2. Provide support and positive reinforcement

The idea is not to simply bail out someone else, but to help him/her get finances in order. Sure, you may have to do something tangible, but throwing money at a problem seldom works in the long run. Chances are this is a behavioural issue that must be addressed on multiple levels.

In other words, while you can help, they should be the one to work their way out of this situation. See if you can help them in other areas, like navigating their credit report and preparing their monthly budget. They’ll thank you afterwards.

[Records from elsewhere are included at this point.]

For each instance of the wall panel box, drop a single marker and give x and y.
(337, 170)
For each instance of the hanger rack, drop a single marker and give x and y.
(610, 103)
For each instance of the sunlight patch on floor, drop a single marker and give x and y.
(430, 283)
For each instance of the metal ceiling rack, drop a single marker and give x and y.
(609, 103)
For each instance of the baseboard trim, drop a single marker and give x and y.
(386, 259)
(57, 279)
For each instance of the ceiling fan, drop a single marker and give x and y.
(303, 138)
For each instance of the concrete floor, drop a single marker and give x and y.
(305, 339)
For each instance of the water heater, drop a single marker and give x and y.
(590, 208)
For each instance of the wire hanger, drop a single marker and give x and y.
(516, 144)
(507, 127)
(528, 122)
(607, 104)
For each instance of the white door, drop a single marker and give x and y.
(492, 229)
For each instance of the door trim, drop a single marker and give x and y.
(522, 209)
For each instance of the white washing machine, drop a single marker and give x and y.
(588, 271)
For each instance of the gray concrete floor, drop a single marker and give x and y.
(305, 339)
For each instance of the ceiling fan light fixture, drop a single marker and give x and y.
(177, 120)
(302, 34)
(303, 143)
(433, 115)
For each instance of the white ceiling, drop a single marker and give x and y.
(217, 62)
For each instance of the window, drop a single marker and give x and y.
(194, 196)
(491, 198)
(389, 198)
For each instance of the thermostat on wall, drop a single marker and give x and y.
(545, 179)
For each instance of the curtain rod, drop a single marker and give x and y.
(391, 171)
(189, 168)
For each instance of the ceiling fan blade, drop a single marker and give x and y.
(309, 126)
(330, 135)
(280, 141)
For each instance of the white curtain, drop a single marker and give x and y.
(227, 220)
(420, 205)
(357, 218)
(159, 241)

3. Establish a cash allowance for both of you

You can’t just take your partner’s credit card and through it away. Instead, establish a cash allowance for both of you and stick to it. Yes, this entails creating a budget and perhaps even deciding to drop spending on credit cards altogether. Cash is king in many areas and when it comes to spending, it makes it harder to buy things left and right. There’s a difference between pulling out paper instead of plastic from your wallet — unlike plastic (credit card), the paper disappears over time.

The important thing for your partner to realize is that both of you are in this together. This way they will be more willing to comply.

4. Find room for savings

Your partner’s debt is partly your debt, too. So act like you would if it was your debt — as we have discussed in other articles, the idea is to find room for savings so you could repay that debt as soon as possible. And that’s where the budget kicks in; you need to know where your partner’s money goes before deciding where to make the (necessary) cuts.

To that end, the two of you could brainstorm actionable ways to solve the current situation. Sit down together and come up with ideas how to reach that goal.

Perhaps your partner could ask for a raise at work, or perhaps he/she could get a part-time job or a side gig. Ultimately though, he/she will need to cut on spending to reach the previously set goals.

5. Schedule autopays

Tell your partner, or help him/her, to set up auto-payments towards debt repayment. The idea is to select the dates that coincide with their paydays so that they have little time to go on a shopping spree. They should first handle their financial responsibilities, and only if there is something left — buy something for themselves.

Actually, the goal should be to put more money into savings to remove the debt as soon as possible, but that’s not always possible. People are people, if you know what I mean.

6. Consider other financial instruments

One of them could be a low APR loan that would be used to repay the higher APR debt from a credit card. There are also balance transfer credit cards, but those with more than 12 months of zero interest financing are usually unavailable to people with poor credit.

In the meantime, the two of you may want to consider a secured credit card. It seldom offers any bells and whistles, but it will help them recover their credit score, while at the same time putting their (bad) shopping habits under control.

A secured credit card entails the user placing a deposit that is typically the same size as the credit limit, pretty much making it a risk-free product for the bank. So yes, a bank will offer this card to just about anyone.